The problem with the UK climate change levy is that it falls on just two of the sources of carbon pollution – household power and heating – while ignoring far more polluting sources like imported good, food and transport.  Moreover, the poorest households pay the most.  As John Barrett and Anne Owen report in an article in The Conversation:
 “Our new research shows that the poorest households not only are hit hardest by the levy but also receive less money back in the form of home improvements than they contribute in the first place…

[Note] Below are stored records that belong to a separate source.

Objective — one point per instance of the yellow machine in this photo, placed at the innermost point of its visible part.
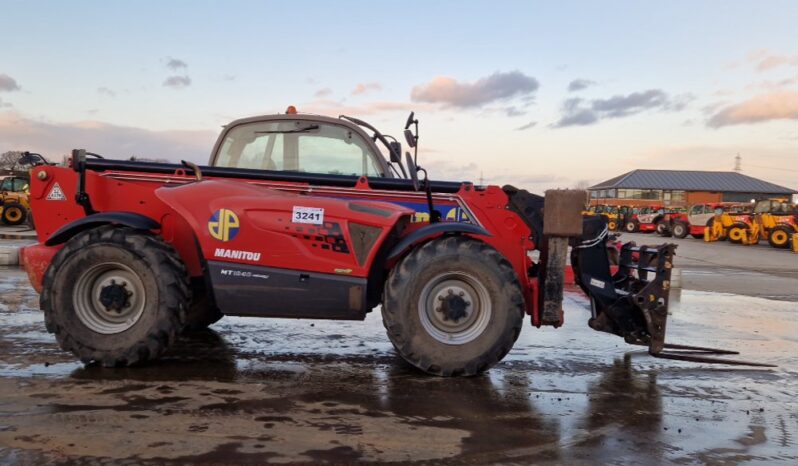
(773, 219)
(737, 228)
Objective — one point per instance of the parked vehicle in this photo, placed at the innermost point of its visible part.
(301, 216)
(14, 200)
(700, 216)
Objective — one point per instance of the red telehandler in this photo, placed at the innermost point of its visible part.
(301, 216)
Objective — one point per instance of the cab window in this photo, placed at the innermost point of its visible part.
(300, 146)
(14, 185)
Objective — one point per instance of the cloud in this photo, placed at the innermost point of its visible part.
(580, 112)
(8, 84)
(513, 111)
(453, 93)
(527, 126)
(580, 84)
(333, 107)
(776, 105)
(177, 82)
(766, 60)
(575, 115)
(57, 139)
(176, 64)
(362, 88)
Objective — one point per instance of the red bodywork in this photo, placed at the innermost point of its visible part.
(184, 208)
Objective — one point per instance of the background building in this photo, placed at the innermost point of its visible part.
(682, 187)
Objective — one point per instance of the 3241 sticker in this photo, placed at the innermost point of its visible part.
(312, 215)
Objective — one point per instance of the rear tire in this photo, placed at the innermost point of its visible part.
(780, 238)
(14, 214)
(680, 230)
(663, 229)
(453, 306)
(115, 296)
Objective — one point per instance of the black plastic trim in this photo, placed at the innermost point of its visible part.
(435, 230)
(344, 181)
(128, 219)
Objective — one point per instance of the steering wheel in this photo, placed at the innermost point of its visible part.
(412, 171)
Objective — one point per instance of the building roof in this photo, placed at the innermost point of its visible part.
(687, 180)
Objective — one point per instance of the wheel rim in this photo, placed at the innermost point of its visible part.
(779, 237)
(109, 298)
(454, 308)
(13, 214)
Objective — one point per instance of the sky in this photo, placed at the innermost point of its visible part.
(535, 94)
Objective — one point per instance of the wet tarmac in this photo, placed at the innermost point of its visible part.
(253, 391)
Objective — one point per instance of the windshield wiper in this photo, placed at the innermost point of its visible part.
(286, 131)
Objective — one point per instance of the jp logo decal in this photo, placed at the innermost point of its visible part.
(56, 194)
(223, 225)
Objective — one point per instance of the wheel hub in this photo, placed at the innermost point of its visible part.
(455, 308)
(109, 298)
(115, 296)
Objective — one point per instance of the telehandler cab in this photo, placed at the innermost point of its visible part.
(301, 216)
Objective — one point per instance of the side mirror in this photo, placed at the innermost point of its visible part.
(410, 119)
(412, 171)
(396, 151)
(26, 159)
(410, 138)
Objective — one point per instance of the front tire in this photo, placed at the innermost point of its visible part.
(14, 214)
(779, 238)
(453, 307)
(115, 296)
(680, 230)
(736, 233)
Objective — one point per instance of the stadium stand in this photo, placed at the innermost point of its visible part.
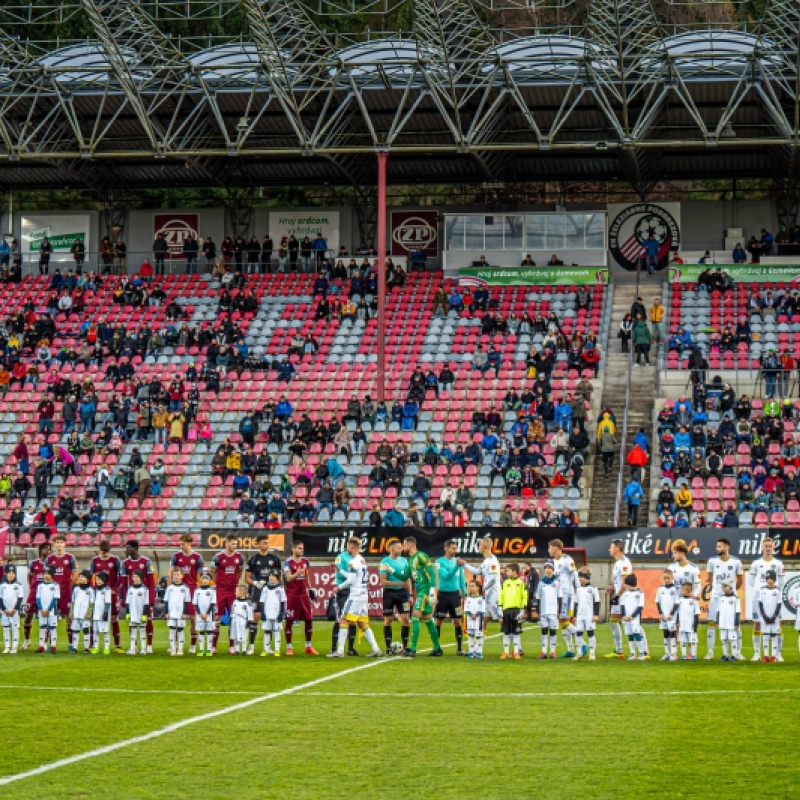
(228, 373)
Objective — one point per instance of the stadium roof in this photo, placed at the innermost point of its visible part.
(451, 100)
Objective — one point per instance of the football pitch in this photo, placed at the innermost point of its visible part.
(78, 726)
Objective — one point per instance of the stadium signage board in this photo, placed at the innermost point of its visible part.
(775, 273)
(532, 276)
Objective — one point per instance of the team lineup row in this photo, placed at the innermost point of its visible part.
(416, 590)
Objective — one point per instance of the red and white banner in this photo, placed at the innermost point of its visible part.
(412, 230)
(176, 227)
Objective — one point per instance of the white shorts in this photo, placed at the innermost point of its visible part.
(549, 621)
(632, 628)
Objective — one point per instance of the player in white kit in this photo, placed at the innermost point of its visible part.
(756, 579)
(721, 568)
(567, 577)
(622, 567)
(205, 607)
(727, 619)
(667, 603)
(102, 606)
(474, 610)
(489, 571)
(587, 612)
(273, 612)
(241, 617)
(80, 614)
(356, 609)
(11, 597)
(177, 599)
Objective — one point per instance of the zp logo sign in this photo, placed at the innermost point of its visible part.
(631, 225)
(415, 230)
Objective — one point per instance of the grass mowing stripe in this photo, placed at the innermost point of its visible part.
(175, 726)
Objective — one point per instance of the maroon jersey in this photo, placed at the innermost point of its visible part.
(189, 565)
(64, 567)
(229, 570)
(298, 587)
(35, 572)
(111, 565)
(145, 566)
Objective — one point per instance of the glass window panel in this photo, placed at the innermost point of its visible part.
(556, 228)
(474, 233)
(596, 231)
(534, 231)
(575, 225)
(494, 232)
(513, 233)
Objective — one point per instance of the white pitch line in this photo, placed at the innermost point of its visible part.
(175, 726)
(500, 695)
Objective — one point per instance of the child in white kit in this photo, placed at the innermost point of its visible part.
(241, 616)
(549, 605)
(688, 616)
(11, 597)
(587, 612)
(102, 601)
(667, 602)
(205, 607)
(273, 612)
(48, 594)
(177, 600)
(475, 610)
(769, 607)
(80, 612)
(728, 621)
(631, 606)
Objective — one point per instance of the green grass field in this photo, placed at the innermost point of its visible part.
(431, 728)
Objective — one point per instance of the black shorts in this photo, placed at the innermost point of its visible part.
(448, 605)
(512, 625)
(396, 600)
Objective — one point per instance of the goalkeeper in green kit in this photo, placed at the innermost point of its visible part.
(426, 588)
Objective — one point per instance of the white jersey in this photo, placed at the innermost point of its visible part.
(548, 597)
(204, 600)
(137, 600)
(621, 569)
(722, 571)
(47, 596)
(357, 579)
(176, 598)
(587, 600)
(489, 570)
(81, 600)
(759, 568)
(273, 598)
(101, 604)
(770, 601)
(666, 598)
(728, 612)
(566, 575)
(688, 611)
(689, 572)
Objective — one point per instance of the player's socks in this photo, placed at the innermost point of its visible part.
(431, 626)
(415, 629)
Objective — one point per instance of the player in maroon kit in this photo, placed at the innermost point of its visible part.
(65, 575)
(134, 562)
(35, 571)
(106, 562)
(190, 564)
(226, 568)
(298, 597)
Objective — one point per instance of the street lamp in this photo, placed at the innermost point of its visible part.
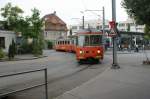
(103, 13)
(115, 63)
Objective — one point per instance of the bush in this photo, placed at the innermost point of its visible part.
(2, 54)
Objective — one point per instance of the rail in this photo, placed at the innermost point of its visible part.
(25, 72)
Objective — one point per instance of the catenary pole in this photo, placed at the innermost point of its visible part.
(115, 63)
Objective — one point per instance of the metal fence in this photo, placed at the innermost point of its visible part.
(25, 72)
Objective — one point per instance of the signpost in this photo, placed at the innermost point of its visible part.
(114, 28)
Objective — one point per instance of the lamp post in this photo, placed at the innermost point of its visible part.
(115, 63)
(103, 13)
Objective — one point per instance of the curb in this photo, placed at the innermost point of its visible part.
(18, 59)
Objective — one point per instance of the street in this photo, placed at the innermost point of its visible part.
(64, 73)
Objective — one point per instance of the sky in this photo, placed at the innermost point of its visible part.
(70, 10)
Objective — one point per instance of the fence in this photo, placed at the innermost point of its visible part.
(25, 72)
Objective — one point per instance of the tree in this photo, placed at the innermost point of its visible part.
(140, 11)
(36, 32)
(11, 14)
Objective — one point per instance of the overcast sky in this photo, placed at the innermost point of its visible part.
(68, 9)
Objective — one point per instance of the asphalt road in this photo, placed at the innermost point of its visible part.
(62, 68)
(64, 73)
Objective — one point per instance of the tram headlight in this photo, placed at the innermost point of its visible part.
(81, 52)
(98, 51)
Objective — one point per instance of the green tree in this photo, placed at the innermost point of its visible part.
(140, 11)
(11, 14)
(36, 32)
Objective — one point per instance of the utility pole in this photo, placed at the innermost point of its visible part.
(103, 13)
(82, 19)
(103, 20)
(115, 63)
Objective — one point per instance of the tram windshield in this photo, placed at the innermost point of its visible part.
(90, 40)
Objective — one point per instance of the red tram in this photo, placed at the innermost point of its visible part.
(87, 45)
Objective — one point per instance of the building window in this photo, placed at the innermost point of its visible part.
(2, 42)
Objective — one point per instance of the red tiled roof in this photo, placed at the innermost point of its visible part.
(54, 19)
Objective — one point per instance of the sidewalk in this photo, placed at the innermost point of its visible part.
(22, 57)
(126, 83)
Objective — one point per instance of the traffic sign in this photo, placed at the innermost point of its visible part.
(112, 33)
(112, 24)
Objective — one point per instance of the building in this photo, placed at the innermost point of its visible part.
(6, 38)
(94, 24)
(54, 27)
(130, 26)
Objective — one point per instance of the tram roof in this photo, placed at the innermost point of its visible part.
(89, 31)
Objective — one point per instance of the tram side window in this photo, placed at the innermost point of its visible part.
(95, 40)
(68, 42)
(81, 40)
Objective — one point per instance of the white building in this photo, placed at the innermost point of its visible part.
(129, 25)
(6, 38)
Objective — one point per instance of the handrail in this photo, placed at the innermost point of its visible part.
(25, 72)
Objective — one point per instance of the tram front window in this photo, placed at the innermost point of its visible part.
(90, 40)
(95, 40)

 “We found that, in a year, the richest households each consumed on average the same amount of energy that would be produced by 12.7 tonnes of oil, compared to 3.3 tonnes for the poorest households. But the poorest spent a much greater proportion of their income (10%) on energy than the richest (3%). And the energy used for heating and powering their homes – the part that their climate change levy bill is measured on – represented a much greater proportion of their overall energy use.
 “This means that adding the climate change levy to household energy bills hits the poorest households hardest. Energy bills account for a much greater share of their household income and more of their energy use is charged. In fact, the levy only affects a quarter of the total energy consumption of the richest households, compared to 53% for the poorest households. As a result, the richest homes use nearly four times more total energy than the poorest but only pay 1.8 times more towards energy policy costs.”
This is an aspect of climate policy that is almost never raised because of the over-scientisation of the debate.  For while you would need a particularly heavy-duty tinfoil hat to dismiss a body of science that dates back to the 1820s; the economics and the politics of climate change are a different matter.  In the election of Donald Trump and the UK Brexit vote, the same people who are being asked to contribute disproportionately to the cost of curbing carbon emissions have demonstrated a willingness to pull the roof down if their situation continues to be ignored.  In Australia, extremely high energy prices and disrupted supply served to bolster support for climate change denying politicians in their recent election.  And this is not as unreasonable as affluent liberals like to suggest.
When states start raising levies on the copious consumption enjoyed by the wealthy, the poor might begin to take climate change seriously.  But so long as the wealthy continue to bury their snouts in the high-carbon consumption trough, they can hardly expect the poor to do anything other than treat the whole thing as just another neoliberal scam.